One of my favorite things to eat is tacos and I have been experimenting lately with making them out of different flours and unusual ingredients. For this event I opted to try adding them to a basic corn tortilla recipe. Because I like things to be colorful, I added a generous handful of spinach for added green color.

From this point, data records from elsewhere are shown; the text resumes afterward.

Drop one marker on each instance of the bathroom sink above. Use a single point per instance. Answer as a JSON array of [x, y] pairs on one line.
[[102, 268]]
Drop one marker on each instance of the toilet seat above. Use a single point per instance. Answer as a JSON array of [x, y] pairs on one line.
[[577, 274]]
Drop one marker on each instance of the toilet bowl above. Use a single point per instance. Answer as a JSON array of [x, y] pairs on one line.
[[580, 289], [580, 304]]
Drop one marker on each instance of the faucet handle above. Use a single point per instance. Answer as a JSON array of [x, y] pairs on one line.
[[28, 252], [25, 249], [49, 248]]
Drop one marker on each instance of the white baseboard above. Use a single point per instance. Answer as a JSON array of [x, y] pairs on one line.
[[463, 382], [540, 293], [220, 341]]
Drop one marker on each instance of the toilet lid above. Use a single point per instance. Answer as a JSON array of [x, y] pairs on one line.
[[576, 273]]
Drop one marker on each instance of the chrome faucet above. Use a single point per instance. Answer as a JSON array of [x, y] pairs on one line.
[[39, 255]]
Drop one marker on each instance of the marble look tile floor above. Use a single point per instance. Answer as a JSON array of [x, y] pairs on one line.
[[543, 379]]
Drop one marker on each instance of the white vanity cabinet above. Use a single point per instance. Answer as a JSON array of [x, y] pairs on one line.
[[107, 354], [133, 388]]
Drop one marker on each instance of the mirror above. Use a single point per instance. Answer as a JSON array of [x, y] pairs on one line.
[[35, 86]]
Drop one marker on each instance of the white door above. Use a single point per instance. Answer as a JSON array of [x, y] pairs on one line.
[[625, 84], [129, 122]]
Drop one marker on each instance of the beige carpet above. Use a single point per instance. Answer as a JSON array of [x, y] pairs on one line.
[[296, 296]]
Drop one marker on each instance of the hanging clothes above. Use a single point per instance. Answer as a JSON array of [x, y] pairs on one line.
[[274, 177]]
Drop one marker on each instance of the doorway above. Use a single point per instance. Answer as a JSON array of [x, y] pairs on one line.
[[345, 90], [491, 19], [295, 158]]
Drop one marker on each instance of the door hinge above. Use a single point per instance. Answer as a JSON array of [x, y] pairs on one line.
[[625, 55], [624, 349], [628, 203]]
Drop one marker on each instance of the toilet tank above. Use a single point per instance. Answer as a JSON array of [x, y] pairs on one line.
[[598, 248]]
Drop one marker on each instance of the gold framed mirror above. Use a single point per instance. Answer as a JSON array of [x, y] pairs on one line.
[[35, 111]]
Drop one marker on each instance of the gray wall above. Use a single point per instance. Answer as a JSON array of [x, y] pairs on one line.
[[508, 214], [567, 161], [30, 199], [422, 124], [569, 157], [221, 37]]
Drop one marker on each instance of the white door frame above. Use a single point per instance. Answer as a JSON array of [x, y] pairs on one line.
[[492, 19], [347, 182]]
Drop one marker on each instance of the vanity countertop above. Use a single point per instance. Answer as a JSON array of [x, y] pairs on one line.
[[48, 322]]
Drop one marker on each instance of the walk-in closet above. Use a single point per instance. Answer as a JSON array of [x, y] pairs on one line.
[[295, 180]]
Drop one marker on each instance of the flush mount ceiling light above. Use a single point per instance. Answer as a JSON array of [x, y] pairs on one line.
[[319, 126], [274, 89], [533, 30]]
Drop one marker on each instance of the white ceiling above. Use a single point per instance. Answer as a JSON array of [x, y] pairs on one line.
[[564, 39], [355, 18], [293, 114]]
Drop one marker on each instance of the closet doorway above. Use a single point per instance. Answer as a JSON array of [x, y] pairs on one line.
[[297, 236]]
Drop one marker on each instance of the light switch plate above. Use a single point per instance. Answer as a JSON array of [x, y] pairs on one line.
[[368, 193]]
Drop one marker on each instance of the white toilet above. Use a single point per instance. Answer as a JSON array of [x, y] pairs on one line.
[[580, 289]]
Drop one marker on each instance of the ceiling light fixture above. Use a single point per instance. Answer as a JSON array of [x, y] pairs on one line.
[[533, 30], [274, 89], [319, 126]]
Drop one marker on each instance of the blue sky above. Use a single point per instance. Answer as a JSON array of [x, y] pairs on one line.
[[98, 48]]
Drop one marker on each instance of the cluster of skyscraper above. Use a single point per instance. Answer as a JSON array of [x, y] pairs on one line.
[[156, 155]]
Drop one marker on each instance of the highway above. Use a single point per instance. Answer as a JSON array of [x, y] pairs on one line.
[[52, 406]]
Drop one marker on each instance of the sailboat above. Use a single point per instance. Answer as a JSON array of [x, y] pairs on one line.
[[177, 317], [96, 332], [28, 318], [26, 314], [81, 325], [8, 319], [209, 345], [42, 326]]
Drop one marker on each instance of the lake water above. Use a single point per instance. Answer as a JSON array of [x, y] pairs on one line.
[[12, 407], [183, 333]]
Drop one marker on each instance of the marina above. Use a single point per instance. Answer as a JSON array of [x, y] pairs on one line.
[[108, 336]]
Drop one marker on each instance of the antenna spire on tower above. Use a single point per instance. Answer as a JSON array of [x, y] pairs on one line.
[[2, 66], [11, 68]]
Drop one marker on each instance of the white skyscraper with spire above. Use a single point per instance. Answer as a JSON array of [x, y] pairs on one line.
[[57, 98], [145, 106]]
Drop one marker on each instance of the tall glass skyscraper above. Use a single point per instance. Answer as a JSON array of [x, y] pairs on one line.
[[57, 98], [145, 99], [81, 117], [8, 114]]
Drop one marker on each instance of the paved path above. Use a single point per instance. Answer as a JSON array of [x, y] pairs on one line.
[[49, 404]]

Way better than any sort of artificial food coloring.

Tortillas de Nopales

  • 4¼ cups masa harina
  • 4-5 cactus pads (nopales)
  • 2 cups water
  • 2 sprigs cilantro
  • 1/2 bunch spinach
  • 1 tablespoon chia
  • salt to taste

Combine together the cactus, cilantro and spinach together in a high speed blender which will create a thick liquid.

In a bowl, add the masa harina and slowly add the cactus mix and the warm water, until the dough is soft and is not sticky.

Once the dough is at its desired consistency, add the chia seeds, and lastly, the salt.

Separate the dough in even, small balls. Refrigerate for 10 minutes to an hour.

Flatten each ball between two sheets of plastic wrap with a tortilla press, or with a wine bottle or roller. Cook each side for 1 to 2 minutes, or until they puff, on medium-high heat, with a lightly greased skillet or comal. Keep in mind, nopal burns a little easier so keep your eyes on the tortillas so they don’t burn!

These go great with grilled or sauteed nopales, salsa, avocado and cashew cream with a bit of lime. Enjoy!